ミキ・デザキ監督のビデオ論文のような映画
こうした映画にネタバレというものがあるとは思いませんが、以下、この映画の結論について書いていますので、気になる方はご注意ください。
これは映画というよりもビデオ論文みたいなものです。だからダメという意味ではなく、ミキ・デザキ監督の論文を読んだ(映像作品で見た)という感覚の映画ということです。
で、映画の構成ですが、まず、ミキ・デザキ監督自身がこの従軍慰安婦問題を調べようとしたきっかけを説明する簡単な序論があり、続いて本論に入り、従軍慰安婦強制連行否定派の主張からいくつかの論点整理をし、強制連行否定、慰安婦の人数否定、性奴隷否定などにわけて、杉田水脈氏、ケント・ギルバート氏、櫻井よしこ氏などの主張をインタビュー映像で見せ、それに対して、その主張を否定する吉見義明氏、戸塚悦朗氏、林博史氏などのインタビュー映像をぶつけて論破し、結論として、それら否定派のバックには日本会議がいて、その中心人物が加瀬英明氏であるとまとめています。
これらの論点に対する否定派の主張はある程度知っていますので、驚くこともありませんが、ただ、あまりにもレベルの低い主張もあり、というか多く、結構作為的に選んでいるのかなあと思って見ていたのですが、どうやら秦郁彦氏には取材を申し込んだものの断られたようです。もしそうなら、それも映画の中で明かせばよかったのにとは思います。
それに、イラストを使っての否定派の背景に誰がいるかの件や加瀬英明氏のインタビューの挿入の仕方はかなり作為的ではあります。仮にそれが事実だとしても「検証と分析」をうたうのであれば、映画の中に論証がなさすぎます。

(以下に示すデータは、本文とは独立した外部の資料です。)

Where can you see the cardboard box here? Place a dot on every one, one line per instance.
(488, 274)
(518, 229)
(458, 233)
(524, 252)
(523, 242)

その点では YouTube的な映像に感じます。論点を効果音とともにスーパーでバーンと出したり、太鼓の音で煽ったりしているのもそうです。
そうしたことが効果的かどうかは微妙じゃないでしょうか。私は引いちゃいますけどね。
論文という意味では、慰安婦問題に関しての主張はその通りだと思いますが、この映像作品で提示されている論争はすでに行き着くところまでいっている感があり、新しい資料や証言を提示するか、新しい視点で切り込まないと単なるカウンターで終わってしまうのではないかと思います。ただ、サンフランシスコ市での慰安婦像設置についての公聴会(でいいのかな?)の映像がかなり使われていたのは新鮮でしたし、初めてみましたので、未編集の全編を見られるのなら見てみたいとは思います。
ということで、結局、ミキ・デザキ監督の狙いは結論にあるのかも知れません。つまり、こうした従軍慰安婦否定論が力を増してきたのは、2006年の安倍政権誕生以降であり、たとえば2006年(2007年?)に安倍首相が狭義の強制はなかったと国会答弁し矮小化してしまったことや河野談話を否定する動きがあり、ついには教科書から慰安婦記述が消えてしまっている、そしてそのバックには歴史修正主義の団体である日本会議がいる、こういうことなんだと思います。
ただ、論文としてみれば、結論については論証不足ですし、日本会議を得体の知れない黒幕化してしまわないかと心配にはなります。